Es war gar nicht so schwer, Konrad zum Frisörbesuch zu überreden. Es genügten zwei, drei Schmeicheleien und schon saß der stolze Kondor bei Jeanette auf dem Frisörstuhl. Und das Lama machte wenig Federlesens und rasierte mit dem Spruch „So ein Charakterkopf braucht doch Platz“ die Federn einfach ab. Der Kondor war entsetzt, aber es war schon zu spät. Denn Jeanette hatte ganze Arbeit geleistet und sogar die Wurzeln der Federn entfernt, so dass sie auch garantiert nicht mehr nachwachsen würden.
Gerade, als sich Konrad vor Scham in eine dunkle Höhle verkriechen wollte, rief ein kleiner Bergtapir laut um Hilfe. Ein riesiger Andenbär hatte ihn als Mittageessen eingeplant, nur noch wenige Meter trennten die beiden voneinander. Schnell stieg der Kondor in die Luft, stürzte hinab, ergriff mit seinen gewaltigen Fängen den Bergtapir und brachte ihn mit gewaltigen Flüelschlägen in Sicherheit. Kaum hatte er seinen Schützling abgesetzt, sah er ein Riesengürteltier, das auf einen Bergabsatz gestürzt war und weder hinunter noch hinauf kam.

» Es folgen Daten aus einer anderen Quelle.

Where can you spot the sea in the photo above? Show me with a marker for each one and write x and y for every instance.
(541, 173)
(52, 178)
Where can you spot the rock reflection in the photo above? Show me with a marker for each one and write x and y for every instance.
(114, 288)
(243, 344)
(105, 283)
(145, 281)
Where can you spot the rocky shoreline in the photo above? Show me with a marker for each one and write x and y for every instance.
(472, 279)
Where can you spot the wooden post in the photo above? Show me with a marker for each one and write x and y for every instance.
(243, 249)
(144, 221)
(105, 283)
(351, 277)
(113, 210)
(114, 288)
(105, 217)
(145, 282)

Auch dieser seltsame Genosse wurde von Konrad gerettet, ebenso wie noch viele andere Tiere an diesem Tag, in der folgenden Woche, die nächsten Monate und Jahre – der Kondor war wieder in seinem Element und wurde im Laufe seines Lebens eine richtige Berühmtheit, zu der alle anderen Tiere aufschauten.
Es versteht sich von selbst, dass alle anderen Kondore so werden wollten wie Konrad – und deshalb auch zu Jeanette gingen, um sich von ihr den Kopf scheren bzw. abzupfen zu lassen. Manche behaupten sogar, dass Jeanette berühmter als Konrad wurde. In jedem Fall stand die Zahl ihrer Kunden in nichts der Zahl der Tiere nach, die vom Konrad gerettet wurden. Den beiden war das egal, denn sie wurden schnell die dicksten Freunde.
Apropos dick: Das Murmeltier gehörte natürlich auch dazu. Und abends, wenn Konrad über die Anden schwebte und Jeanette zum Feierabend ein wenig vor sich hin spukte, pfiff das Murmeltier dazu.